A advogada explicou que os divórcios no governo Talibã são permitidos apenas quando o marido é classificado como viciado em drogas ou quando deixou o país.
"Mas em casos de violência doméstica ou quando um marido não aceita o divórcio, o tribunal não os concede", disse à AFP.
Uma rede nacional de abrigos e serviços de apoio às mulheres entrou em colapso, enquanto o ministério de Assuntos da Mulher e a Comissão dos Direitos Humanos foram extintos.
- Talibãs batem na porta -
Sana tinha 15 anos quando se casou com um primo 10 anos mais velho.
"Ele me batia se nosso bebê chorasse ou se a comida não estivesse boa", conta, enquanto prepara um chá em um fogão a gás em uma casa onde vive de modo sigiloso.
"Ele dizia que uma mulher não tem o direito de falar".
Com a ajuda de um serviço jurídico gratuito, ela conseguiu o divórcio de seu marido em um tribunal, mas o alívio terminou quando os comandantes talibãs bateram na porta.
Ameaçada de perder a custódia dos sete filhos, ela retornou para a casa do ex-marido, que já havia casado com outra mulher.
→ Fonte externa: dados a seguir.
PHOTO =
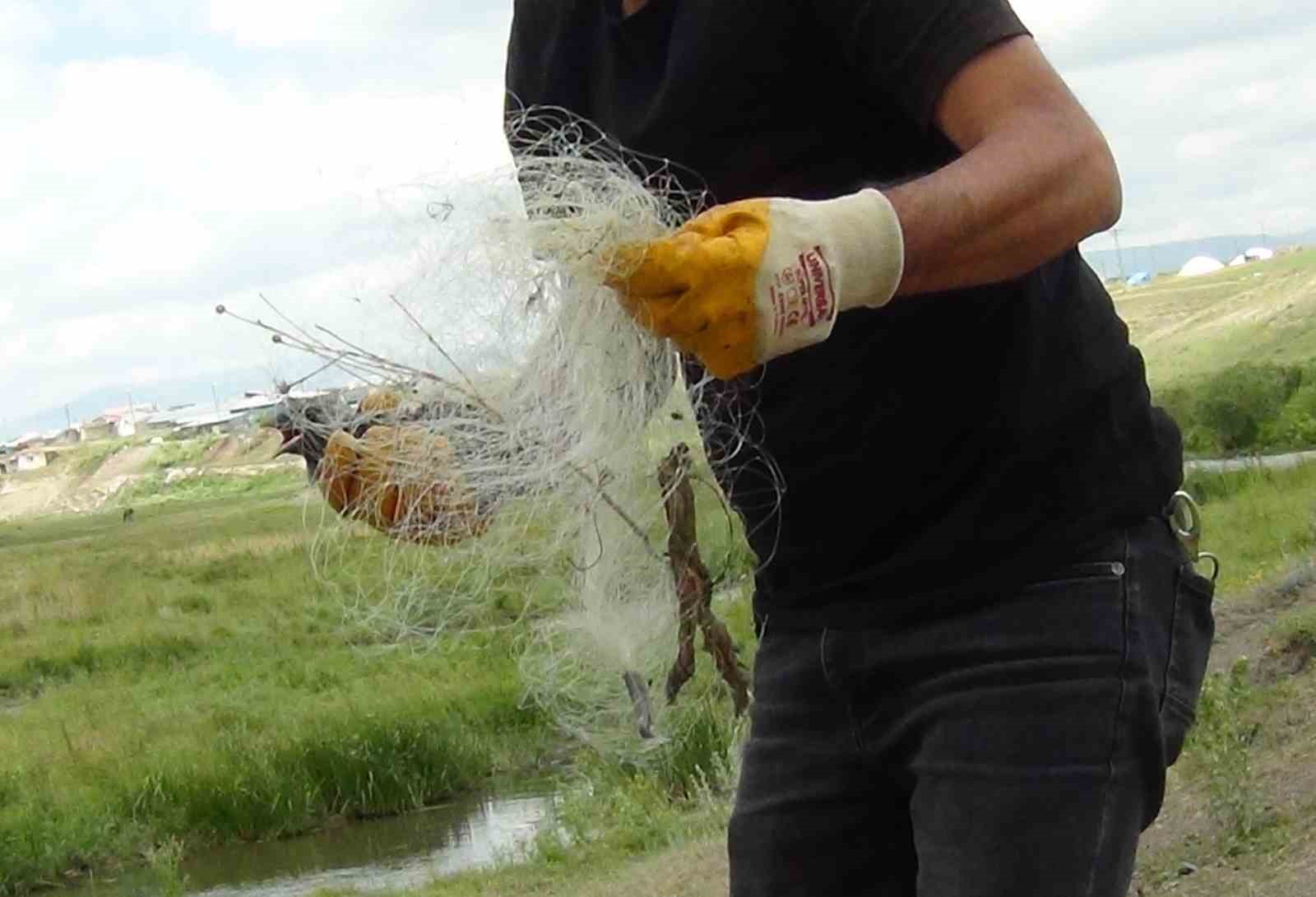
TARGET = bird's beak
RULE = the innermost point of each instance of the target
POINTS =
(289, 444)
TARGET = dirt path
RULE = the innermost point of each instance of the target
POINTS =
(26, 497)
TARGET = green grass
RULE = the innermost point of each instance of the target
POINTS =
(89, 458)
(206, 486)
(1190, 328)
(182, 453)
(1258, 522)
(186, 677)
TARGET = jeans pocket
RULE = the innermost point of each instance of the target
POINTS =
(1191, 630)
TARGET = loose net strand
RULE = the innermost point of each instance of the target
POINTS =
(521, 464)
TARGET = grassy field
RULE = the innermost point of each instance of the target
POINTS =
(1221, 805)
(188, 679)
(184, 676)
(1260, 313)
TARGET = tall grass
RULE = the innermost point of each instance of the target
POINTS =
(184, 677)
(1260, 522)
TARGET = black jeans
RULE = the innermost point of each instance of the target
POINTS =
(1017, 748)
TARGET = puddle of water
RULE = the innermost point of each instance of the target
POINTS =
(374, 855)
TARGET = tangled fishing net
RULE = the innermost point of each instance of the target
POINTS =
(515, 431)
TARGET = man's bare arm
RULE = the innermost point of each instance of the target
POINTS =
(1036, 177)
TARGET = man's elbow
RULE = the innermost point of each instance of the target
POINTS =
(1105, 194)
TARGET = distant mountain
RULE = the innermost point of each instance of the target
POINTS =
(199, 388)
(1169, 257)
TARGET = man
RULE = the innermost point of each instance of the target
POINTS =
(980, 643)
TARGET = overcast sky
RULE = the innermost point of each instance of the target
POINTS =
(158, 158)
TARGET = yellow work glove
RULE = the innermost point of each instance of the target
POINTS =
(748, 282)
(401, 481)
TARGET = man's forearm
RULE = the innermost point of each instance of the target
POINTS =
(1036, 177)
(1002, 210)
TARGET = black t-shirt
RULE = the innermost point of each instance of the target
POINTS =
(932, 451)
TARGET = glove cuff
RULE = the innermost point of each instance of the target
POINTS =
(866, 245)
(822, 258)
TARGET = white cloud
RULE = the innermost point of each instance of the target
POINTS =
(160, 158)
(23, 24)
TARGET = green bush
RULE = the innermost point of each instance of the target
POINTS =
(1248, 407)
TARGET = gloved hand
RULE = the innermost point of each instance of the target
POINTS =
(748, 282)
(401, 481)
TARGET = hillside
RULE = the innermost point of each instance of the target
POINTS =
(1265, 311)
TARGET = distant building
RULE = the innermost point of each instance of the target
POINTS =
(1199, 265)
(203, 425)
(32, 460)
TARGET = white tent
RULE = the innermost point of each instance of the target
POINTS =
(1201, 265)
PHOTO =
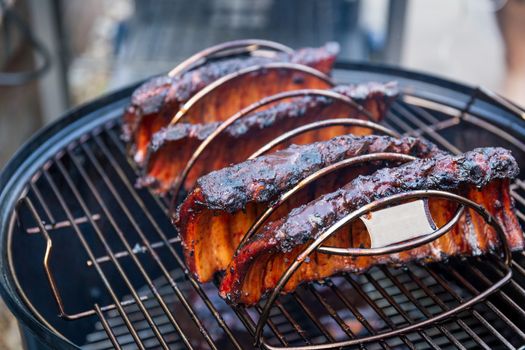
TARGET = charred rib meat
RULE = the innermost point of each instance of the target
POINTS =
(154, 103)
(482, 175)
(172, 146)
(218, 212)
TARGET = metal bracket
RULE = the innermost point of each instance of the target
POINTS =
(389, 226)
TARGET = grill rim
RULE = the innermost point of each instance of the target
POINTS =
(39, 148)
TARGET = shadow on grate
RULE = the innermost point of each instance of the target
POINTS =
(144, 296)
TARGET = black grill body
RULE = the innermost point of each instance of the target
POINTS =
(74, 182)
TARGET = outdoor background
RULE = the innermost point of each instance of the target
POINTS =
(99, 45)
Mas fugiu quando ele anunciou o noivado de suas filhas com integrantes do Talibã.
"Minhas filhas disseram: 'Mãe, nós vamos cometer suicídio. Como podemos progredir na vida?'", conta Sana.
Ela conseguiu reunir um pouco de dinheiro e fugiu com as filhas e filhos. Com a ajuda de um parente, encontrou uma casa de apenas um quarto, com apenas um fogão a gás e algumas almofadas para dormir.
"Sempre que alguém bate na porta, tenho medo de que ele tenha me encontrado e venha levar as crianças".
- "Odiamos a palavra marido" -
Um dirigente talibã declarou à AFP que as autoridades examinariam os casos em que mulheres previamente divorciadas são obrigadas a retornar para os ex-maridos.
"Se recebermos este tipo de denúncias, vamos investigá-las de acordo com a sharia", a lei islâmica, disse Inayatullah, porta-voz da Suprema Corte do Talibã que, como muitos afegãos, tem apenas um nome.
Questionado se o regime Talibã reconhecerá os divórcios aprovados nos governos anteriores, ele afirmou que "é um tema importante e complexo".
"A 'Dar al Ifta' está analisando. Quando tiver uma decisão, nós veremos", disse em referência a uma instituição vinculada aos tribunais que emite seus veredictos com base na 'sharia'.
Para Marwa e suas filhas, que sobrevivem costurando roupas, o trauma deixou profundas feridas psicológicas.
"Temo que não conseguirei casá-las", disse Marwa, olhando para as filhas. "Elas dizem: 'Mãe, vendo como a sua vida foi ruim, nós odiamos a palavra marido'."